Their tones are, at the same time, incredibly different and frighteningly similar. 

Anakin is suddenly flushed hot with rage, because he does recognize the background, can see now that his master is propped up against a few pillows, stiff and starched robes traded in for a simple tunic that leaves much too much of his master’s collarbones exposed to be normal.

Obi-Wan’s anger sounds cold as the ice storms on Ilum, and he enunciates the word marriage the way he would say Sidious after a particularly bad battle, as if it is the root of all evil.

“What happened, why are you in a healing bed?” Anakin demands, raising his voice preemptively because he knows Obi-Wan isn’t going to give him a chance to ask again.

“And where are you calling from?” Obi-Wan’s eyebrow shoots up, voice snide. “Your marriage bed?”

Anakin makes the mistake of casting his eyes away from the comm, looking behind the device. He has, actually, found himself barricaded in Padmé’s bedroom, which doesn’t  factually contain his marriage bed, but it’s close enough that he feels rather caught out. 

“Um,” he says, and Obi-Wan’s lip curls up for a moment before he seems to remember himself, face falling back into its weary lines. 
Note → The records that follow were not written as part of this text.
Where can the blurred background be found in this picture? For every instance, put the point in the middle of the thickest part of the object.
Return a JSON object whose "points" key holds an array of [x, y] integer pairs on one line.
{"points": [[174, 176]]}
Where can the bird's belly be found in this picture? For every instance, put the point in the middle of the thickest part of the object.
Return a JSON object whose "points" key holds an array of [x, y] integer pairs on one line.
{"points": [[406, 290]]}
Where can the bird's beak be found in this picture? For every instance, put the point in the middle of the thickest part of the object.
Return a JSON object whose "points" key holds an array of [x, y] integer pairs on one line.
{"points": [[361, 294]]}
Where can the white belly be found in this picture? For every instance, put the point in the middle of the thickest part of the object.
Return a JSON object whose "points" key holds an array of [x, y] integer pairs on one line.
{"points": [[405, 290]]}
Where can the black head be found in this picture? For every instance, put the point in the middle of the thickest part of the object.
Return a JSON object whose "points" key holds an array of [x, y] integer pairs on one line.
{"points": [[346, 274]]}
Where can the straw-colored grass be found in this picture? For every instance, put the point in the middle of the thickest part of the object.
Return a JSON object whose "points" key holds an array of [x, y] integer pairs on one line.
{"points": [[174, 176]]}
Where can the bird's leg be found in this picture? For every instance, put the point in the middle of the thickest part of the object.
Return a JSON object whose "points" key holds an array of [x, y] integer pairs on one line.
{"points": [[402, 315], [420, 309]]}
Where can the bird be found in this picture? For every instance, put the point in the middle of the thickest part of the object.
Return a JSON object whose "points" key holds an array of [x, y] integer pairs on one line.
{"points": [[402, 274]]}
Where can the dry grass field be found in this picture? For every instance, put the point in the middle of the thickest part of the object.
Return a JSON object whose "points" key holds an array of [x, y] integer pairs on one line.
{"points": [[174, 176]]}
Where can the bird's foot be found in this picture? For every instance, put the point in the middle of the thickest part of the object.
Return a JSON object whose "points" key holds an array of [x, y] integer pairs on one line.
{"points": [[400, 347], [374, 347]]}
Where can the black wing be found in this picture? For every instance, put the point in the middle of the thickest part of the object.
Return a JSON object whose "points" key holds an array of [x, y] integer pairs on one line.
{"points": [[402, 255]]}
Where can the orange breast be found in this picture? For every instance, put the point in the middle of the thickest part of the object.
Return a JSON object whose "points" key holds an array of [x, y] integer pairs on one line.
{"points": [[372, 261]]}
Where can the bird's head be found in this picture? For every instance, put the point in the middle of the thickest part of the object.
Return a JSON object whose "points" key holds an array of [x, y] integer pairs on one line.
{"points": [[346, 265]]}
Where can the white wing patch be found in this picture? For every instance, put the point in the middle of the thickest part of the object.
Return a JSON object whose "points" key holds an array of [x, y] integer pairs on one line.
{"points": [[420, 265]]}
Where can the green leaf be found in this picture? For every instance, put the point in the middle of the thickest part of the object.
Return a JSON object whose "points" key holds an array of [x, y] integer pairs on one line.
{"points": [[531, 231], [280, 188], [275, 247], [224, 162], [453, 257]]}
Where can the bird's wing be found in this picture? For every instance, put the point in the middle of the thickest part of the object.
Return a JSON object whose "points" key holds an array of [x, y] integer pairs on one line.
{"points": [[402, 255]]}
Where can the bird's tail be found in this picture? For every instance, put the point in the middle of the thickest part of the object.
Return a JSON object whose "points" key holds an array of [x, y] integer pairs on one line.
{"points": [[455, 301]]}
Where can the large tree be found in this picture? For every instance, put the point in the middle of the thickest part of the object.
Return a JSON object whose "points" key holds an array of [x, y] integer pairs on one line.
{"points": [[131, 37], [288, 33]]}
Anakin is hit by a sudden thought, that he can’t remember the last time he saw Obi-Wan smile, really truly smile.

“I cannot do this right now,” his master decides, rubbing a hand over the edge of his beard. “After the day that I have h—”

And right. Obi-Wan has been injured. “What happened?” Anakin demands again, crossing his arms over his chest. “The Council said you were fine the last time I asked them for an update of your mission, and now you’re taking comm calls in your med bay!”

It feels oddly like a betrayal, the way it always does when Obi-Wan separates himself from Anakin for one mission or another and then goes and gets himself blown up, halfway to rejoining the Force while Anakin’s stuck planets away and unable to feel a thing through the remnants of their training bond. 

“Yes, and the Council has requested that I tell you to stop hounding them for updates on missions you know I cannot talk about over un-encrypted comm waves!”

“Then why did you pick up today?”

“Perhaps the MagnaGuard addled my brain more than Kix thought. After all, I could have sworn you just told me that you married Senator Amidala.”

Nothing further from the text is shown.